Agents have long been one of the milestones cited for the achievement of Artificial General Intelligence (AGI). AGI refers to hypothetical machine intelligence that can understand, learn, and apply its knowledge across a wide range of tasks, much like human intelligence. The next theoretical step is sentience. To dive deeper into the philosophical topic of AI and the nature of consciousness, read this insightful new article by friend and colleague Nick Jankel.

The fact that I just linked to a discussion of the nature of consciousness in an article about AI shows how much is at stake here. As business leaders, it’s essential that we navigate this new landscape with foresight and ethics. As these agents become more sophisticated and capable of autonomous decision-making, we have the opportunity to leverage these technologies to drive innovation, improve efficiency, and enhance customer experiences. But it’s equally important to consider the potential impact on the workforce, privacy, and accountability.

The opportunity for us is to learn how to implement AI into our workflow in an environment where intelligent agents work alongside humans to achieve common goals. We need to train our team members to use AI to achieve more impact and effectiveness in their current roles, rather than use AI to remove those roles altogether.

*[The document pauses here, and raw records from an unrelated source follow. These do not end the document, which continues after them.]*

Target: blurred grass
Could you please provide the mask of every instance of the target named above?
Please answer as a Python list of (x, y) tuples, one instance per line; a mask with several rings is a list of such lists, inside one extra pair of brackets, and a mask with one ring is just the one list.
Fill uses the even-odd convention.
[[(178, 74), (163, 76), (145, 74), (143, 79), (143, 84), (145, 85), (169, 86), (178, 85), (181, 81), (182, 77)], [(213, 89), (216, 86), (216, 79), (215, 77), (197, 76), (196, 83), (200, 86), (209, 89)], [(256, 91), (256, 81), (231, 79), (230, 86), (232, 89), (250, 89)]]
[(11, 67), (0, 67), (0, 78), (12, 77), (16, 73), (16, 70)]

In every industry, AI agents can automate repetitive tasks, analyse large volumes of data, and provide valuable insights to inform our business decisions. The ability of AI agents to learn and adapt over time also opens the door to continuous improvement and optimisation. This is what we’ve been working towards in the software industry for decades.

We truly have the potential to revolutionise industries and redefine the way we work. Yet the power of AI and the pace of its development means that very quickly, it could either transform or decimate the workplace. Which of those two outcomes happens is in many ways up to us. The choices we make now will determine which route we go down as a business community and as a planet.

Conversational, generative and autonomous AI is about to permeate every aspect of our digital worlds, and the tools made available in the next few months will continue to astonish us. We’ll have our own agents working for us while we get on with other things before we know it - most likely before the end of the year. We need to ensure that the ‘other things we get on with are those meaningful things we were born to do - the human, conscious tasks that are our natural talents, our superpowers.

It’s essential now as business leaders to keep abreast of what’s possible and available. The advent of the personal computer levelled the playing field for business. The internet did it again. Then there was mobile. AI, in this new form, looks to change the business landscape in as dramatic a way as those other milestones did. Now’s the time to get stuck in and start seeing how AI-embedded software can advance your business, your industry, and your world.

Blink, and the whole landscape could be different before our eyes. Stay aware, and ensure that you’re part of the change and not a victim of it. Whether AI agents will ever achieve sentience or consciousness remains an open question. Our journey of AI integration promises to be a fascinating and fulfilling one, if we tread boldly, with intelligence and compassion.